In fact, it’s been quite a while since a top of the rotation starter who was pitching like a top of the rotation starter was traded with 1.5 years of service time remaining before free agency. Jose Quintana had option years, Justin Verlander and Chris Archer had two years or more. That, combined with Stroman’s penchant for inducing ground balls in a strikeout-happy world, will make determining the price for the righty difficult.

The Yankees, Brewers, Angels, and Astros are all interested, as well as the Twins, but the Angels likely aren’t willing to gut their just-rebuilt farm system in a year where they’re looking up at three teams in their own division. The Brewers badly need the rotation help, but with Keston Hiura needed in the majors and a weak farm system, they might not have the chips to get it done.

On the other hand, the Astros, despite injuries to top pitching prospects Forrest Whitley and Corbin Martin, still have a deep and talented system and the need to make a splash with Gerrit Cole preparing to depart in free agency after the season.

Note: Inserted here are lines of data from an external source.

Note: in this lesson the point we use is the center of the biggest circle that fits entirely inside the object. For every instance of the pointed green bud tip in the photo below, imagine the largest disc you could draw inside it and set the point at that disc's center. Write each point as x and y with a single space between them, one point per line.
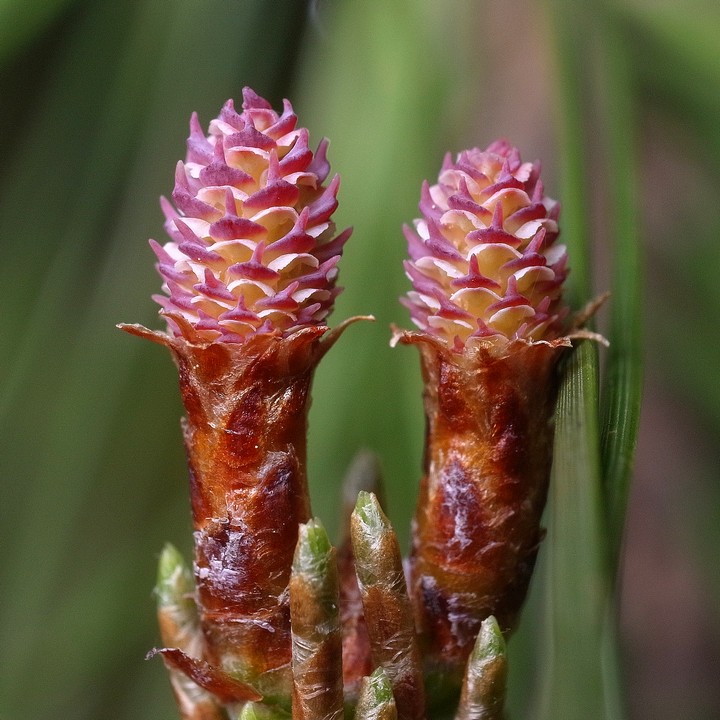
363 474
369 511
313 547
174 579
258 711
490 642
379 687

Even a weakened Astros’ farm still allows them to dangle talents like Kyle Tucker, Cionel Perez, and Josh James, all of whom are nearing major league readiness and all of whom are blocked, at least on this year’s win-now iteration of the team.

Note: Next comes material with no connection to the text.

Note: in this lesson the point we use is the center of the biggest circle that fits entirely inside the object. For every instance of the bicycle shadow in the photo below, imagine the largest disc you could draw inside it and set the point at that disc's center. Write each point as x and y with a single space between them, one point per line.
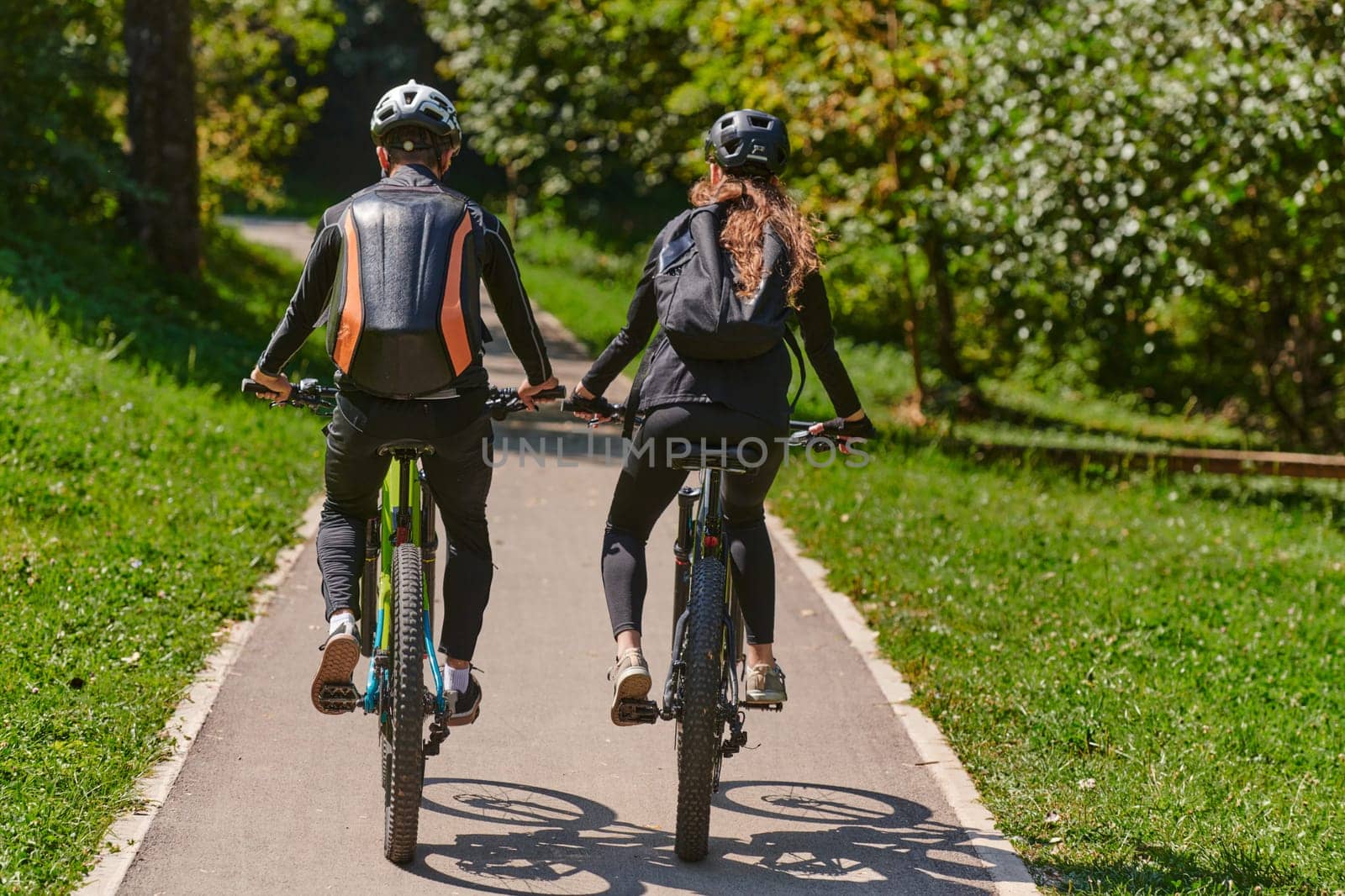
531 840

But the Yankees have to be a heavy favorite in these sweepstakes, and not just because Stroman himself expressed a desire to don pinstripes. The Yankees and Blue Jays have hooked up on deadline pitching deals before, and the Yanks have the one trade chip no other team can offer in the person of Clint Frazier: a young, controllable bat who has already proven he can hit in the majors. The Blue Jays have prioritized close-to-the-majors, controllable bats over upside in their rebuild, and Frazier certainly fits that bill, posting a 117 wRC+ this season over 209 MLB plate appearances and a 104 wRC+ overall across 107 MLB games the past three years.

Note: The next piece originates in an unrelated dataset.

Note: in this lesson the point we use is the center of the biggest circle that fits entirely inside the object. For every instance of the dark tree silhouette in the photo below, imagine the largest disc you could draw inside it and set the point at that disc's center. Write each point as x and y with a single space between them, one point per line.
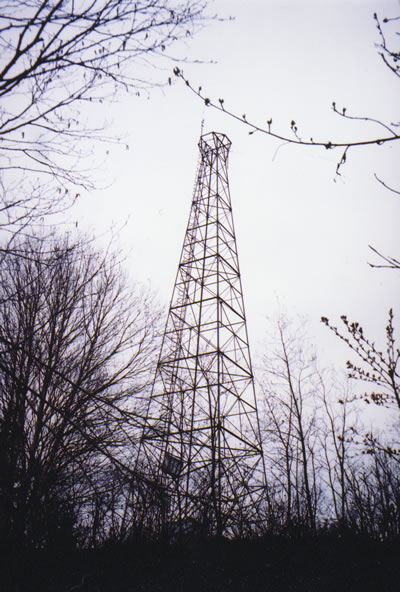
56 58
76 347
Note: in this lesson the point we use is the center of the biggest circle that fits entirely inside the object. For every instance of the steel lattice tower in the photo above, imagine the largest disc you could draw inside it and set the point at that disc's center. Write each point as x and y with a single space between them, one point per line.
202 434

But with Aaron Judge, Aaron Hicks, and Giancarlo Stanton locked into the Yankees’ outfield for the foreseeable future and the team still needing at bats for Brett Gardner, Frazier is likely blocked well beyond this year. He’d make a ton of sense as the centerpiece for a Stroman trade, and would bring big upside to a Blue Jays team which right now is putting 33-year-old utility infielder Eric Sogard in right field—and which, unlike the Yankees, can let Frazier work through his defensive issues without the pressure of a pennant race. Frazier wouldn’t work by himself, but he’d be a very good headliner, and the Yankees have a plethora of attractive, hardthrowing young arms (Jonathan Loaisiga, Futures Game star Deivi Garcia, and flamethrowing Albert Abreu just to name a few) whose plentiful upside would entice the Jays.